THE fight against Franco and the rising tide of European fascism united progressive forces from all communities in Belfast. Sectarian and other divisions were cast aside and some 50 volunteers from the city took up arms during the Spanish civil war of 1936-39. Twelve of them made the ultimate sacrifice.
The volunteers are celebrated today on the Shankill Road, where the library hosts a plaque to the nine local men who died in Spain, as well as on the Falls Road, where a mural remembers the Irish republicans who fought Franco.
Their shared example of anti-fascism and international solidarity will be remembered in a weekend of activities from October 3-5, organised by the locally based International Brigade Commemoration Committee (IBCC). The occasion is the annual general meeting of the International Brigade Memorial Trust (IBMT).
One of the highlights of the weekend will be a visit to the magnificent stained glass window dedicated to the International Brigades in Belfast City Hall. Designers Alpha Glass of Derry deliberately set out to depict the way that the cause of the Spanish Republic brought people together from differing traditions in the city.
Significantly, when the proposal for the window was put to city councillors in 2013, it was supported by all political parties. The unanimously carried motion declared: “This council agrees to the installation of a stained glass window in the City Hall to commemorate the sons of our city who fought in support of the democratically elected government of Spain against the forces of fascism.”

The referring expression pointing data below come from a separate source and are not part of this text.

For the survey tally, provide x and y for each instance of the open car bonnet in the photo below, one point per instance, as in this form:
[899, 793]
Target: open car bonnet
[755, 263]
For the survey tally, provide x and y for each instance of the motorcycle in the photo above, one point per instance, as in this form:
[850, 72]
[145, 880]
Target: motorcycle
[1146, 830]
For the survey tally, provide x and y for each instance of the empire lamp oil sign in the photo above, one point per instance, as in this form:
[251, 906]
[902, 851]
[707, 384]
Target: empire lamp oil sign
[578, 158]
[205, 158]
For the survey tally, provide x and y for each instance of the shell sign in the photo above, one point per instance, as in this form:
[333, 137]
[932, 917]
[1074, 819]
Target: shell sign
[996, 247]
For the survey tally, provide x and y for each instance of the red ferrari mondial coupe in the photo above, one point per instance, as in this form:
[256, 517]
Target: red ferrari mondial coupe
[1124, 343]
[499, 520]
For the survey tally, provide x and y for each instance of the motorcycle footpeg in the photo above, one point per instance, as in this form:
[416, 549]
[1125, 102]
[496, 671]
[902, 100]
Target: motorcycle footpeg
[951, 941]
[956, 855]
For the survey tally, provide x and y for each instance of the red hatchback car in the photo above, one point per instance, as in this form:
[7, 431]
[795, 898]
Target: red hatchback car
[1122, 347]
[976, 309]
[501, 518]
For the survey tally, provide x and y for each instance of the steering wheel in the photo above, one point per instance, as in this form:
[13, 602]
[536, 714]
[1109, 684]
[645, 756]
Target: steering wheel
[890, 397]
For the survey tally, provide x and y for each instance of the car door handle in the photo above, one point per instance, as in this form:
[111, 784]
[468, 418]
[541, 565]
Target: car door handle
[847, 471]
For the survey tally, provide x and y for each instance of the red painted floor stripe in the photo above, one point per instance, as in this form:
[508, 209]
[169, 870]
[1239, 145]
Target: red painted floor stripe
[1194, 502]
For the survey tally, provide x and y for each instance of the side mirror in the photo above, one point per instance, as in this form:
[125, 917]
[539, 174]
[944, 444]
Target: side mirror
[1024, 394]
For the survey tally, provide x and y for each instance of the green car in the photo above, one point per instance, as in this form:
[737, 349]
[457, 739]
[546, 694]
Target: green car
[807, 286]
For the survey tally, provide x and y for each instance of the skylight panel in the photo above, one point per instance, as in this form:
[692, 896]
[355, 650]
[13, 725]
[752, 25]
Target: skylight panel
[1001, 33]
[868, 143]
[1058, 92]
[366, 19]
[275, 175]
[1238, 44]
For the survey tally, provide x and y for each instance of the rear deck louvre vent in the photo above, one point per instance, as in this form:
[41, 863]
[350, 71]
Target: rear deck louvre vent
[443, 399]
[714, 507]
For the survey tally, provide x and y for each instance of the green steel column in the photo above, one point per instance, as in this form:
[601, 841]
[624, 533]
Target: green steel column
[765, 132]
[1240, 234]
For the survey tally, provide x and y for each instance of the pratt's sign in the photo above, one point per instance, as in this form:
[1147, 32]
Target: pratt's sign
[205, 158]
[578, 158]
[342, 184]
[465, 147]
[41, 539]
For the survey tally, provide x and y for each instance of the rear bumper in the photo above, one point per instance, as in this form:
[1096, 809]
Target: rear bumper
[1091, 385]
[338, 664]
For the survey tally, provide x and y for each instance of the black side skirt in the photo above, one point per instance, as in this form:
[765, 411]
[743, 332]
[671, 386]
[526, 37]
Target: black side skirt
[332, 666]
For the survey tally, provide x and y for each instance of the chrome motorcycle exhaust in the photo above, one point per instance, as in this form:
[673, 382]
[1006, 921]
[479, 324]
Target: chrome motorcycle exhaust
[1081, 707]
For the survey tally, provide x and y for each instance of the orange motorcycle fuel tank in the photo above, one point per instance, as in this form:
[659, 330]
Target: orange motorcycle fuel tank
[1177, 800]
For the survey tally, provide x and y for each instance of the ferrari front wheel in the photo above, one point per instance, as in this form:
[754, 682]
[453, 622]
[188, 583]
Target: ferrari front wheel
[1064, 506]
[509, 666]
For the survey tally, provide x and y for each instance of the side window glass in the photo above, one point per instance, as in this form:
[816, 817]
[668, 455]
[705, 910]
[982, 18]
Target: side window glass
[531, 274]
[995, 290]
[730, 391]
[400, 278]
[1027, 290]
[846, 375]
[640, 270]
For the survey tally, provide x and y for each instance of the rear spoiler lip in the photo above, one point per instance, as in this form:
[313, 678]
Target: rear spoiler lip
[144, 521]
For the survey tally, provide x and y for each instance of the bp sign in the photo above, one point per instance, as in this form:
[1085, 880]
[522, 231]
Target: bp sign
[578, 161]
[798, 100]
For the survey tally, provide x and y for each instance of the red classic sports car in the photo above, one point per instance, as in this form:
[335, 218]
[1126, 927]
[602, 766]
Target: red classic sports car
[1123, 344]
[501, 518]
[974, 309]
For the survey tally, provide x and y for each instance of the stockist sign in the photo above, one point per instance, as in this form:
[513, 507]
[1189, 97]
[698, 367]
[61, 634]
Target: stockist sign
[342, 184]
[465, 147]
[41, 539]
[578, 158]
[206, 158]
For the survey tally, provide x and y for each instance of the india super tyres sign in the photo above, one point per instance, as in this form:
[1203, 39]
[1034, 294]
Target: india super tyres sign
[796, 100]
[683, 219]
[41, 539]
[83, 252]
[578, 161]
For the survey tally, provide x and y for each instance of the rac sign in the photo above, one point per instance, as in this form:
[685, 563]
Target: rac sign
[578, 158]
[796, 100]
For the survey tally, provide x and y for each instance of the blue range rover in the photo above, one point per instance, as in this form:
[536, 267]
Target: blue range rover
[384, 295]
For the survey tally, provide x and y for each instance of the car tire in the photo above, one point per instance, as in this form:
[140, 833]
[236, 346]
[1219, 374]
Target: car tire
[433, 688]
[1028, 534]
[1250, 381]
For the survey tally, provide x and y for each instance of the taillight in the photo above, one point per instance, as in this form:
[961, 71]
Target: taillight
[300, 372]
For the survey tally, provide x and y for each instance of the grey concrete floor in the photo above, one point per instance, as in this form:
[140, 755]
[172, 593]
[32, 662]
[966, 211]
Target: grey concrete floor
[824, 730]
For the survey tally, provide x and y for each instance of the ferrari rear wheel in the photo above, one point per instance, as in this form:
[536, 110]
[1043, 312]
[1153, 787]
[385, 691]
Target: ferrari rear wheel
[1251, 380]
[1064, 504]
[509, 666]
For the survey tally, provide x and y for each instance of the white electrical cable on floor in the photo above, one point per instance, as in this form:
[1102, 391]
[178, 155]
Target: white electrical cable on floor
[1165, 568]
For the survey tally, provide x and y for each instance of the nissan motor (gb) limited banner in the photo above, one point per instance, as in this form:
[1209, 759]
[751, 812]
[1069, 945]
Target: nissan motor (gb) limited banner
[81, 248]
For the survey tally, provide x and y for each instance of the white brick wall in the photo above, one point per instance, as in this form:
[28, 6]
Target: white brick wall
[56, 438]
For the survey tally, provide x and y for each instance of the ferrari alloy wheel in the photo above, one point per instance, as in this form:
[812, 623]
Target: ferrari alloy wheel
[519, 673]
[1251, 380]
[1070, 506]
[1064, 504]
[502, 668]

Also on the weekend’s programme is an act of remembrance at the International Brigade memorial in Writer’s Square, which was raised by the Belfast and District Trades Union Council (BDTUC), the IBCC and other union and community groups. It was unveiled in 2007 — the last time the IBMT held its AGM in the city — by Dublin-born International Brigade veteran Bob Doyle. With him were his comrades in arms Jack Edwards and Jack Jones.
The year before, Doyle unveiled a memorial plaque across the road in the John Hewitt pub, owned by the Belfast Unemployed Resource Centre and named after a prominent local socialist and poet.
Speaking then with the same passion that had taken him to Spain 70 years earlier, he said he was not there to recall a heroically fought war, but “to make you boil with anger.” He went on: “The same US corporations that supplied the fascists with oil in Spain are today pilfering the oil of the Iraqi people.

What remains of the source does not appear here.